# Manhattan Club 4th of July



## brigechols (May 13, 2010)

Just received an exchange into a 1 bedroom unit at the Manhattan Club for week including 4th of July. Can anyone provide a recommendation on where to view the fireworks? TIA!


----------



## janej (May 13, 2010)

Wow, I don't know much about fireworks.  But will you please share how you get the exchange?  Was it by ongoing search?  We'd love to go next summer.


----------



## DanM (May 13, 2010)

Macy's fireworks display will be over the Hudson River for the second year. Although they haven't updated their website to say 2010, they issued a press release confirming the location in February, so the 2009 viewing locations listed here should still be good:
http://www1.macys.com/campaign/sitelets/fireworks/viewing.jsp


----------



## brigechols (May 13, 2010)

janej said:


> Wow, I don't know much about fireworks.  But will you please share how you get the exchange?  Was it by ongoing search?  We'd love to go next summer.



I placed an exchange request with SFX for anytime during the summer and got the week of July 4


----------



## brigechols (May 13, 2010)

DanM said:


> Macy's fireworks display will be over the Hudson River for the second year. Although they haven't updated their website to say 2010, they issued a press release confirming the location in February, so the 2009 viewing locations listed here should still be good:
> http://www1.macys.com/campaign/sitelets/fireworks/viewing.jsp



Thanks so much for the link!


----------



## janej (May 13, 2010)

brigechols said:


> I placed an exchange request with SFX for anytime during the summer and got the week of July 4



Thanks, I have to check them out.  Did it just come through?  Did you work with them before?  Were you confident that they are going to get your something for sure?


----------



## brigechols (May 14, 2010)

janej said:


> Thanks, I have to check them out.  Did it just come through?  Did you work with them before?  Were you confident that they are going to get your something for sure?

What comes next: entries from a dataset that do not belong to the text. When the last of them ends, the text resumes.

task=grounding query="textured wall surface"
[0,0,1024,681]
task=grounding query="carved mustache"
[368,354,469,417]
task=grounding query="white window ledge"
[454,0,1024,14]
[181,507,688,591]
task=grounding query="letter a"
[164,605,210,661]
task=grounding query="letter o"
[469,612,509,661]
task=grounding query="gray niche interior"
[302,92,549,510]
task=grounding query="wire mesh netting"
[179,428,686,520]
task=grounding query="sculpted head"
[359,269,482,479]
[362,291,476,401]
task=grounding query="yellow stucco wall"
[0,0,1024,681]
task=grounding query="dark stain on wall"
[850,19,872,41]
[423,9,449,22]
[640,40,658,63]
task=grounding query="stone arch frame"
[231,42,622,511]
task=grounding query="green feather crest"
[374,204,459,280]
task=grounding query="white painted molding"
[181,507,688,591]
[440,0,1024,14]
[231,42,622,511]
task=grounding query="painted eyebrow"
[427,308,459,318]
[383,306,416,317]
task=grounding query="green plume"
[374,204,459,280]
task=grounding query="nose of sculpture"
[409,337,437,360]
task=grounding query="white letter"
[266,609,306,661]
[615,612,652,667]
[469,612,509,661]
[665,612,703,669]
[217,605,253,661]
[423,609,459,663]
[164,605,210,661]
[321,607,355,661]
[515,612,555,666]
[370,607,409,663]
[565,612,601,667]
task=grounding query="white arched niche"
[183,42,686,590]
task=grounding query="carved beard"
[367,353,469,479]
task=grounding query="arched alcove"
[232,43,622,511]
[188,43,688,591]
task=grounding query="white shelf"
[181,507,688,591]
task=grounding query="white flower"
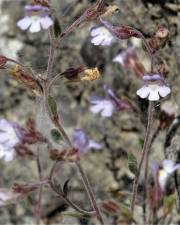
[136,75,171,101]
[17,16,53,33]
[90,99,116,117]
[0,119,20,162]
[91,26,115,46]
[158,159,180,191]
[17,5,53,33]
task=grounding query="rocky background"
[0,0,180,224]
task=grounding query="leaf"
[51,128,62,142]
[54,18,61,38]
[48,95,57,115]
[63,179,70,196]
[128,153,138,175]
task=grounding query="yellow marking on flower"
[80,67,100,81]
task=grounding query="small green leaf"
[54,18,61,38]
[51,129,62,142]
[128,153,138,175]
[63,179,70,196]
[48,95,57,115]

yes, the exchange just came through. I became a believer in SFX when after submitting a request first into Hawaii through II and SFX, simultaneously, and the SFX request came through first. When I placed the summer request, the SFX rep told me that I stood a very good chance of getting the exchange. Never dreamed July 4th would come through. I placed the request three months ago.


----------